Last updated on: 5/14/2008 11:04:00 AM PST

Following the 1973 War, What Egyptian-Israeli and Syrian-Israeli Agreements Were Made?



General Reference (not clearly pro or con)
Country Studies, a Library of Congress publication about foreign countries, in its 1988 "Israel" section, contained the following:

"The first direct Israeli-Egyptian talks following the war were held at Kilometer 101 on the Cairo-Suez road. They dealt with stabilizing the cease-fire and supplying Egypt's surrounded Third Army. Following these talks, Kissinger began his highly publicized 'shuttle diplomacy,' moving between Jerusalem and the Arab capitals trying to work out an agreement.

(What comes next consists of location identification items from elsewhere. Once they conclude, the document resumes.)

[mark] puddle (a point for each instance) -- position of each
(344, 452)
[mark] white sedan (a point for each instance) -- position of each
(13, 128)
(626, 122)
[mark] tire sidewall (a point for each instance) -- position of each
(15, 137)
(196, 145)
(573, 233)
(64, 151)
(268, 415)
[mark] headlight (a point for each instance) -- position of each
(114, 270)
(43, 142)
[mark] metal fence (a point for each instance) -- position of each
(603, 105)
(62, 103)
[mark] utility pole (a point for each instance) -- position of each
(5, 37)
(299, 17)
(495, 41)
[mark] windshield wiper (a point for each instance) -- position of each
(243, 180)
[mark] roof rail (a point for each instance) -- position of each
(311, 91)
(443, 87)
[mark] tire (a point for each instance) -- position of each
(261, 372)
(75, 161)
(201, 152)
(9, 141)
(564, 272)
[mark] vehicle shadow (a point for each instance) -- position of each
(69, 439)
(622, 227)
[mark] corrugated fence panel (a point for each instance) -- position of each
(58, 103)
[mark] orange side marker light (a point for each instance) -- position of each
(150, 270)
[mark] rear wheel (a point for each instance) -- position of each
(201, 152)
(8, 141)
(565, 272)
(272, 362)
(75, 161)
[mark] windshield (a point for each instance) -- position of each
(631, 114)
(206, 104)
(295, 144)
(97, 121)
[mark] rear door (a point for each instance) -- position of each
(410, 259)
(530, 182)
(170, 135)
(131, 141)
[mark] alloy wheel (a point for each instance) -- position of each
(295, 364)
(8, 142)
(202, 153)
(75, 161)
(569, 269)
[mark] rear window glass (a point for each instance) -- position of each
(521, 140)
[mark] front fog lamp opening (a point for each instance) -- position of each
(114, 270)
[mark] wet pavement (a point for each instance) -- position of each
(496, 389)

In January 1974, Kissinger, along with Sadat and Dayan, devised the First Sinai Disengagement Agreement, which called for thinning out forces in the Suez Canal zone and restoring the UN buffer zone. The published plan was accompanied by private (but leaked) assurances from the United States to Israel that Egypt would not interfere with Israeli freedom of navigation in the Red Sea and that UN forces would not be withdrawn without the consent of both sides.

Following the signing of this agreement, Kissinger shuttled between Damascus and Jerusalem, finally attaining an agreement that called for Israel to withdraw from its forward positions in the Golan Heights, including the return of the Syrian town of Al Qunaytirah. The evacuated zone was to be demilitarized and monitored by a U.N. Disengagement Observer Force (UNDOF).

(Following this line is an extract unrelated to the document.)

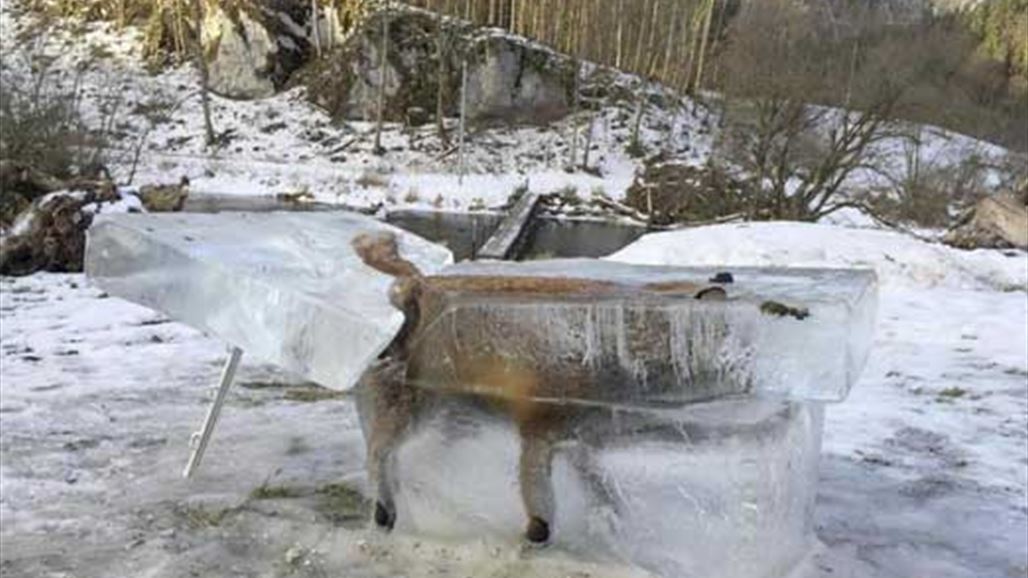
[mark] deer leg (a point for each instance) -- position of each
(392, 406)
(535, 475)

After the signing of the Israeli-Syrian Disengagement Agreement in June 1974, the public mood in Israel shifted against concessions. In part, Israel's hardened stance was a reaction to the 1974 Arab summit in Rabat, Morocco. At that summit, both Syria and Egypt supported a resolution recognizing the PLO as the sole representative of the Palestinian people."

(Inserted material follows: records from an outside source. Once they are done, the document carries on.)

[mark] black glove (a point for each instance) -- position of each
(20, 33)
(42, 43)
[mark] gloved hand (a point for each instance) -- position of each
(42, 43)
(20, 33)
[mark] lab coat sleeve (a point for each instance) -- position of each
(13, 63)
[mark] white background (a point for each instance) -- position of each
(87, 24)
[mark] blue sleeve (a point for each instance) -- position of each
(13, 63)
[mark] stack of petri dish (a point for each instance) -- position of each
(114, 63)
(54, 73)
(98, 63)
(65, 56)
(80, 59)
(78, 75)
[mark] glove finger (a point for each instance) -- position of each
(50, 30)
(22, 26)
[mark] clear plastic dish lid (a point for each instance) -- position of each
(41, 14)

1988 - Country Studies / Area Handbooks Program 

Ian J. Bickerton, PhD, Associate Professor of Middle Eastern and United States History at the University of New South Wales-Australia, and Carla L. Klausner, PhD, Professor of Modern Middle East, Medieval Europe and Judaic Studies at the University of Missouri-Kansas City, in their 2002 book A Concise History of the Arab-Israeli Conflict, offered the following:

"In January 1974, on another round of shuttle diplomacy, Kissinger persuaded Egypt and Israel to sign a disengagement accord, whereby Israel withdrew from the western bank of the Suez Canal, to about twenty miles from the east bank of the canal. Egypt agreed to a major reduction of troops east of Suez, the establishment of a UN-patrolled buffer zone, defensive missile emplacements only east of Suez, and the allowing of non-military Israeli shipping through the canal (though not in Isareli vessels). In late February 1974, the United States and Egypt renewed full diplomatic relations after a seven-year hiatus. In may 1974, Kissinger also achieved a disengagement accord between Isarel and Syria regarding the Golan Heights. Israel agreed to withdraw from some occupied territory in the Heights in return for the establishment of a UN buffer zone and defensive Arab missile placements. President Hafez al-Assad of Syria also agreed in a private memorandum to prevent any Palestinian terrorist groups from launching attacks from Syria. In return, the United States resumed diplomatic relations with Syria."